The agitation proved to be an exception somewhat and seemed to have helped the Samajwadi Party-Rashtriya Lok Dal alliance to some extent in western Uttar Pradesh.

Out of the six seats in Muzaffaragar, the home district of farm leader Rakesh Tikait, the BJP could win only two — Sadar and Khatauli. The SP-RLD alliance won Meerapur, Budhana, Charthawal and Purkaji. Last time, the BJP had won all six seats.

In the adjoining Shamli district, all the three seats — Kairana, Thana Bhawan and Shamli — went to the SP-RLD. Mriganka Singh, daughter of the late Hukum Singh, and Suresh Rana, the sugarcane minister in the Yogi Adityanath government, lost from Kairana and Thana Bhawan. The BJP in 2017 had two seats in Shamli.

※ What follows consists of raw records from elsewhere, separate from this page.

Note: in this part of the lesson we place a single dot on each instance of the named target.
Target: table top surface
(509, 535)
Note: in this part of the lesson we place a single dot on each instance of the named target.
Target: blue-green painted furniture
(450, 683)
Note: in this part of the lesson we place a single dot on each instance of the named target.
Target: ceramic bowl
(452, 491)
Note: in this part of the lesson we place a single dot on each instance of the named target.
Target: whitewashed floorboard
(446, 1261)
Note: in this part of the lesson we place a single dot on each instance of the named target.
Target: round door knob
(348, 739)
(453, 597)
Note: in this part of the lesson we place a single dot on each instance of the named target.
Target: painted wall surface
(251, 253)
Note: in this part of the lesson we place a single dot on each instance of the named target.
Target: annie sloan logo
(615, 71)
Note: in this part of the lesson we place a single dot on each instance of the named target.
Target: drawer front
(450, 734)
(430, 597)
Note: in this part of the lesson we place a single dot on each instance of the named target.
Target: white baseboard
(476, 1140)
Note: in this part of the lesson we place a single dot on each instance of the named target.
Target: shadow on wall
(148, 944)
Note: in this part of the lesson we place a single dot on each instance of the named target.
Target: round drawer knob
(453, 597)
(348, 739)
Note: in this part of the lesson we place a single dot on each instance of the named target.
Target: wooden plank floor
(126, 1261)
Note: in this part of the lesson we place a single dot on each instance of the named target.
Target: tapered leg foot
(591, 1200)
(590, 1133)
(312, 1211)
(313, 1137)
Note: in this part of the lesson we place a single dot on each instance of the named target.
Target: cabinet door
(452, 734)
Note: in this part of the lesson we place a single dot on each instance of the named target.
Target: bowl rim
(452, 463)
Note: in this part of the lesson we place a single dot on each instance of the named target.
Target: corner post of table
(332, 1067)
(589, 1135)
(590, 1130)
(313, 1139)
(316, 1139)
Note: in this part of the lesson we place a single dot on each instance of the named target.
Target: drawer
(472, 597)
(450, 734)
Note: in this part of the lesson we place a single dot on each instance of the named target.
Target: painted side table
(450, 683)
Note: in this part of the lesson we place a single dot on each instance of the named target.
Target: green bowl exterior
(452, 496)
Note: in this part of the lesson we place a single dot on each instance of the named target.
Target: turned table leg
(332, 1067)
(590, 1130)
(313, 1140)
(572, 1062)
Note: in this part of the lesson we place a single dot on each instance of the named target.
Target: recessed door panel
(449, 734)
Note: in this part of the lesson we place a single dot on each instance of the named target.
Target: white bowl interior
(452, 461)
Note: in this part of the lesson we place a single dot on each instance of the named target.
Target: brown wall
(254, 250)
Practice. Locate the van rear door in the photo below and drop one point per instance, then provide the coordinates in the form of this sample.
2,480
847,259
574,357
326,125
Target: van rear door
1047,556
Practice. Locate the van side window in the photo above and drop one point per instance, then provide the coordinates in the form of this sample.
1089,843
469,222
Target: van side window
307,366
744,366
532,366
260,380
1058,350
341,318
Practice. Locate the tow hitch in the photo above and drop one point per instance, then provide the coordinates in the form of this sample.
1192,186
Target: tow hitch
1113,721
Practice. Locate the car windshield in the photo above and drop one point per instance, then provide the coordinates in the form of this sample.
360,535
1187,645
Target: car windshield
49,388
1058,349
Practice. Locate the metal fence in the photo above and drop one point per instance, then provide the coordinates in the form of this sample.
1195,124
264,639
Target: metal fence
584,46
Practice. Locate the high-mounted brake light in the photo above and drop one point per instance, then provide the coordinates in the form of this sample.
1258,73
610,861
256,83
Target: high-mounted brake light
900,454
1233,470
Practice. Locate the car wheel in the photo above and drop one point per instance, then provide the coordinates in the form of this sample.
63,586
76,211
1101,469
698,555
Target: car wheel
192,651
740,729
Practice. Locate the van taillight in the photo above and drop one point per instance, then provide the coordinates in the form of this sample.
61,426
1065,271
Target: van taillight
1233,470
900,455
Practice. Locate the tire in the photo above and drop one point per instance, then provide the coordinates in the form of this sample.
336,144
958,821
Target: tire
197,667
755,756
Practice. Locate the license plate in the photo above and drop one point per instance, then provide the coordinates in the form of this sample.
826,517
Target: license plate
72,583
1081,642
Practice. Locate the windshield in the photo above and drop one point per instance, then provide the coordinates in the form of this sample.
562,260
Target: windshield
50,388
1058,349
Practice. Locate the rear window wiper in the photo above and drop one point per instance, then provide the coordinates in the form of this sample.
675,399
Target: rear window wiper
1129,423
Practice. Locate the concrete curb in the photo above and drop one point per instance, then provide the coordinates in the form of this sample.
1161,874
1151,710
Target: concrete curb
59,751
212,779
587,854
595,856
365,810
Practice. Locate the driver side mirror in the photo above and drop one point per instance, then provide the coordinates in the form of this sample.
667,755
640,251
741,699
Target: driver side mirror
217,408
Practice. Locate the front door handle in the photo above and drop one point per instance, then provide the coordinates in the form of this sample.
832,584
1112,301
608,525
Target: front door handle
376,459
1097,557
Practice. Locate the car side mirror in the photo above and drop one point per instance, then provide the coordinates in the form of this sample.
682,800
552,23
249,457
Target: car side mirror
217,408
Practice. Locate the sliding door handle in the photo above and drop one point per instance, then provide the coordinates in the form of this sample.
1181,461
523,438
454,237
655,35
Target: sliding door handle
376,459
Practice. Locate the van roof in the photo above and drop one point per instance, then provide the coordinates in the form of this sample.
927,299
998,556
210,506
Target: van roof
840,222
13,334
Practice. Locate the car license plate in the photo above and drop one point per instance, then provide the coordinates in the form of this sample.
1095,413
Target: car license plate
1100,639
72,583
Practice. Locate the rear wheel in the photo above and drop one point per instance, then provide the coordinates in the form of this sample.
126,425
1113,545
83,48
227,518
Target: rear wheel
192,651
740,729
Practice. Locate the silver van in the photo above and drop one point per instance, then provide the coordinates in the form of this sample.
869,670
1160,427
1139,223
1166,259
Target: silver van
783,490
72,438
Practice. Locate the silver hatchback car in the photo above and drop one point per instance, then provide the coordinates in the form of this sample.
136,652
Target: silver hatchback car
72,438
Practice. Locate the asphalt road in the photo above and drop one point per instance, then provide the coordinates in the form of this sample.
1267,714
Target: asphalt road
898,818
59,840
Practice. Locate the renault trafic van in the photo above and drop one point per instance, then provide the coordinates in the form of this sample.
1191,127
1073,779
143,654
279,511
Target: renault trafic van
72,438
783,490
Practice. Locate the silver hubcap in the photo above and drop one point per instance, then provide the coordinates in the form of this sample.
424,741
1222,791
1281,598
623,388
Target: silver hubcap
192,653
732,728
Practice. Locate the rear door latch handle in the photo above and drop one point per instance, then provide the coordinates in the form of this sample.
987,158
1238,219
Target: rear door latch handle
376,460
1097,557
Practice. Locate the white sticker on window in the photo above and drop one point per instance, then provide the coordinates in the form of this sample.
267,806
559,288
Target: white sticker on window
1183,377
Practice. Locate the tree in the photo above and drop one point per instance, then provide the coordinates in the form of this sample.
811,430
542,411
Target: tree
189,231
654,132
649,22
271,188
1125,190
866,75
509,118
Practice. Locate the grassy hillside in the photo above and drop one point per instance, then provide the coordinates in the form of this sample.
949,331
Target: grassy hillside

Hukum had handed to the BJP a potential issue of forced migration of Hindu traders because of Muslim criminals in 2016. The then MP of Kairana, Hukum had presented a list of about 400 traders in Parliament. The list was eventually dismissed by the then SP government. But it was made an issue by Narendra Modi, Amit Shah and Adityanath in their speeches in the region.

Out of three Assembly seats in Baghpat district, the SP-RLD won Chaprauli while the BJP got Sadar and Badaut. Earlier too, the BJP had two.

The SP has won 42 out of 136 Assembly seats of western UP this time. It had only seven in 2017. The BJP has got 76 this time while the remaining are with other parties.